Hal itu berlaku untuk beberapa permohonan sejenis. Begitu pun dengan putusan selanjutnya yang juga dibacakan, yakni mendekatkan syarat usia dengan syarat pernah menjadi penyelenggara negara MK juga membangun argumentasi yang cukup baik dengan menyatakan bahwa pengertian “penyelenggara negara” terlalu lebar makna dan artiannya. Begitu banyak jabatan yang dengan seketika bisa menegaskan usia 40 tahun yang dimaksud di dalam Pasal 169 Huruf q Oleh karena itu, jika diterima, hal itu sama saja dengan menghilangkan sama sekali ketentuan usia tersebut.
Putusan terakhir ini aneh, karena dalam putusan ini, konsep dan konstruksi dasar yang dibangun di putusan sebelumnya menjadi sirna. Putusan ini menyatakan bahwa usia 40 tahun tersebut dapat dinegasikan sepanjang yang bersangkutan telah pernah memegang jabatan hasil dari proses pemilu (elected official). Argumen yang dipakai adalah dengan menyamakan sesama jabatan yang diperoleh lewat proses pemilihan secara langsung tanpa didukung kejelasan alasan hukum yang memadai.
Parau suara keadilan
Mudah melacak hal-hal yang aneh di dalam putusan MK kali ini. Pertama, seketika MK kelihatan tidak konsisten dengan kedudukan hukum (legal standing). Bisa dibayangkan MK yang biasanya ketat dengan legal standing tiba-tiba menerima legal standing “hanya” dengan alasan pemohon adalah seorang pengagum Wali Kota Solo.

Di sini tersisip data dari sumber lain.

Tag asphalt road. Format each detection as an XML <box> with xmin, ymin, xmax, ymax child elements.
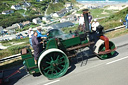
<box><xmin>4</xmin><ymin>34</ymin><xmax>128</xmax><ymax>85</ymax></box>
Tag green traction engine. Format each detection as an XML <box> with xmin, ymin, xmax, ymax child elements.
<box><xmin>21</xmin><ymin>9</ymin><xmax>116</xmax><ymax>79</ymax></box>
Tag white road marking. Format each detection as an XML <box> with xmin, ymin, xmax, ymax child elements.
<box><xmin>106</xmin><ymin>56</ymin><xmax>128</xmax><ymax>65</ymax></box>
<box><xmin>44</xmin><ymin>80</ymin><xmax>60</xmax><ymax>85</ymax></box>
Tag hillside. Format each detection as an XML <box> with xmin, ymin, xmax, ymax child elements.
<box><xmin>0</xmin><ymin>0</ymin><xmax>76</xmax><ymax>28</ymax></box>
<box><xmin>99</xmin><ymin>7</ymin><xmax>128</xmax><ymax>30</ymax></box>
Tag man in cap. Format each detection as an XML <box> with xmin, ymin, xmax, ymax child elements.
<box><xmin>36</xmin><ymin>27</ymin><xmax>48</xmax><ymax>49</ymax></box>
<box><xmin>36</xmin><ymin>27</ymin><xmax>47</xmax><ymax>40</ymax></box>
<box><xmin>91</xmin><ymin>19</ymin><xmax>99</xmax><ymax>32</ymax></box>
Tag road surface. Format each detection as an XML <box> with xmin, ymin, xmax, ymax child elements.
<box><xmin>4</xmin><ymin>34</ymin><xmax>128</xmax><ymax>85</ymax></box>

Menurut pemohon, Wali Kota Solo telah memajukan daerah Solo sehingga patut diperjuangkan untuk bisa lebih memajukan negeri ini melalui posisi sebagai presiden atau wakil presiden. MK tetiba menerima posisi legal standing yang tak elaboratif tersebut.
Kedua, MK berdiri di atas kaki yang teramat rapuh. Hanya dengan membedakan antara penyelenggara negara dan pejabat yang dipilih (elected official). MK yang awalnya kuat menolak mengesampingkan hal-hal yang berkaitan dengan kebijakan hukum terbuka, tiba-tiba berubah mengabulkan dengan alasan elected official.
Seperti yang disinggung oleh Hakim Konstitusi Saldi Isra dan Arief Hidayat, jika menggunakan prinsip matematis pun sesungguhnya seharusnya kesimpulan permohonan tersebut ditolak, karena ketentuan itu hanya mungkin dipakai jika syarat elected official itu dibatasi dengan berpengalaman menjadi kepala daerah tingkat provinsi. Namun, kali ini tidak ada penjelasan yang memadai, dan itulah yang menunjukkan kaki rapuh alasan MK tersebut.
Ketiga, putusan ini inkonsisten dengan putusan-putusan sebelumnya. Misalnya, penguatan open legal policy yang dilakukan pada putusan lain tiba-tiba menjadi hilang dan dengan gamblang dan sengaja, MK mengambil putusan yang menerabas hal-hal yang seharusnya merupakan kewenangan pembentuk undang-undang, MK memaksakan diri masuk dan mendorong dirinya menjadi yuristokratif.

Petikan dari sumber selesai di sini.